De grens van 500.000 laadpunten in Nederland gepasseerd, zo rapporteert de Nationale Agenda Laadinfrastructuur (NAL) in de Voortgangsrapportage die vanochtend aan de Tweede Kamer is aangeboden. Het gaat om private, (semi-) publieke laadpunten en snellaadpunten. Semipublieke laadpunten zijn publiek toegankelijk, maar zijn doorgaans met beperkingen toegankelijk zoals werk- en bezoeklocaties (bijvoorbeeld supermarkten en kantoren).

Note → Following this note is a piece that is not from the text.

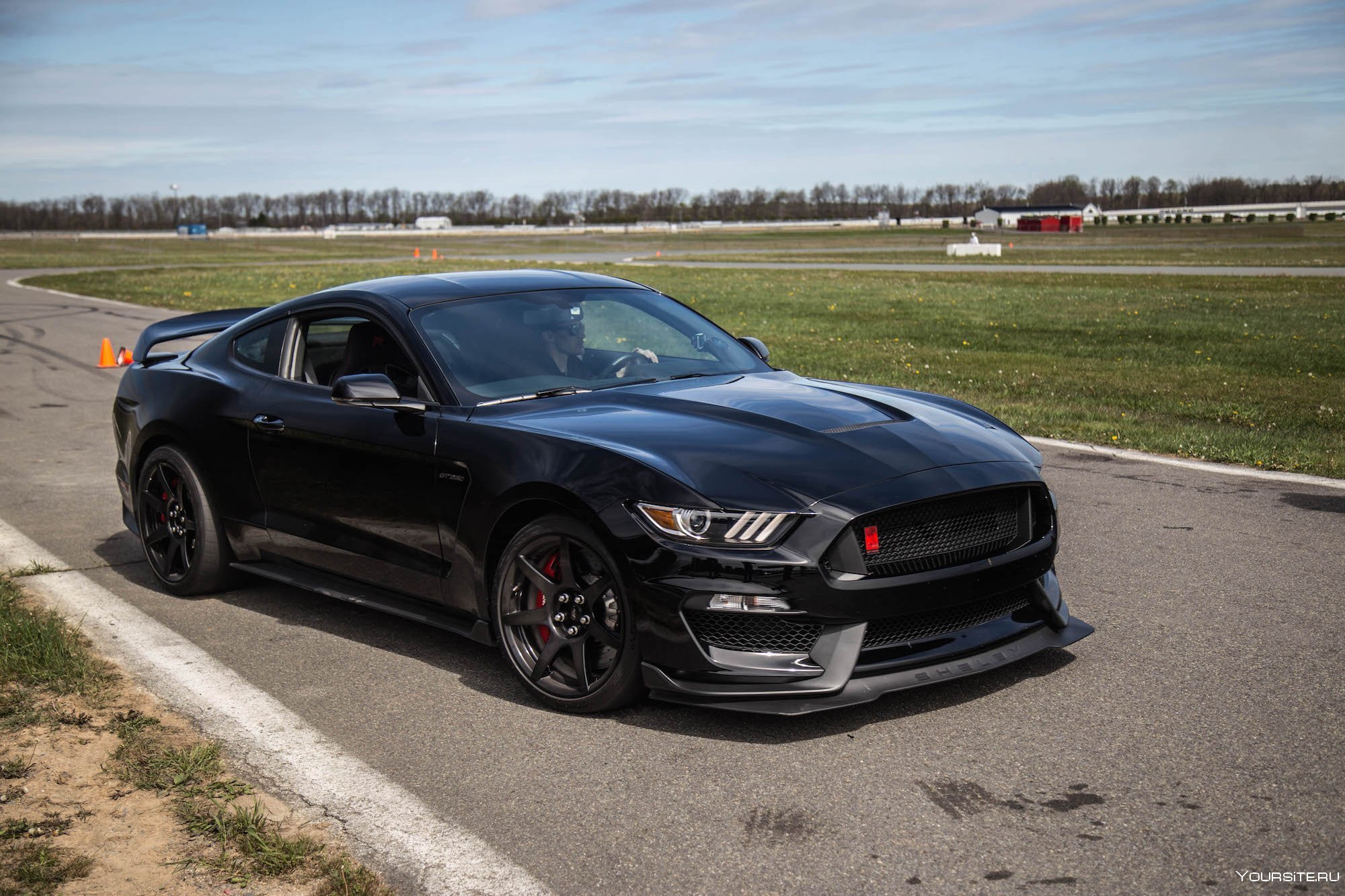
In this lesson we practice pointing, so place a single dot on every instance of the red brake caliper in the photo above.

De NAL heeft als opgave voldoende laadinfrastructuur te realiseren zodat een snelle transitie naar elektrisch vervoer mogelijk wordt gemaakt. Gemeenten en NAL-regio’s hebben een gezamenlijke verantwoordelijkheid voor de uitrol van publieke laadinfrastructuur en hebben ook een vitale rol in het faciliteren van andere vormen van laden, zoals semipubliek en privaat laden (waaronder laadpunten voor Verenigingen van Eigenaren – VvE’s). Uitgangspunt voor de NAL is dat het laden van een elektrisch voertuig net zo gemakkelijk is als het laden van een mobiele telefoon: eenvoudig, slim en overal.
Goed op koers
Gerben Jan Gerbrandy, voorzitter NAL: “ “We liggen goed op koers. Nederland behoort tot de koplopers van Europa als het gaat om laadinfrastructuur. Maar er zijn ook uitdagingen. De groei van elektrisch vervoer neemt elk jaar toe. Met name bij de uitrol van snelladers en laadmogelijkheden voor zwaar vervoer is voldoende capaciteit een zorg. Er wordt landelijk en regionaal door overheden en netbeheerders veel gedaan om de capaciteit slimmer te benutten en uit te breiden. Die belangen voor mobiliteit zouden steviger verankerd moeten worden in de besluitvorming.”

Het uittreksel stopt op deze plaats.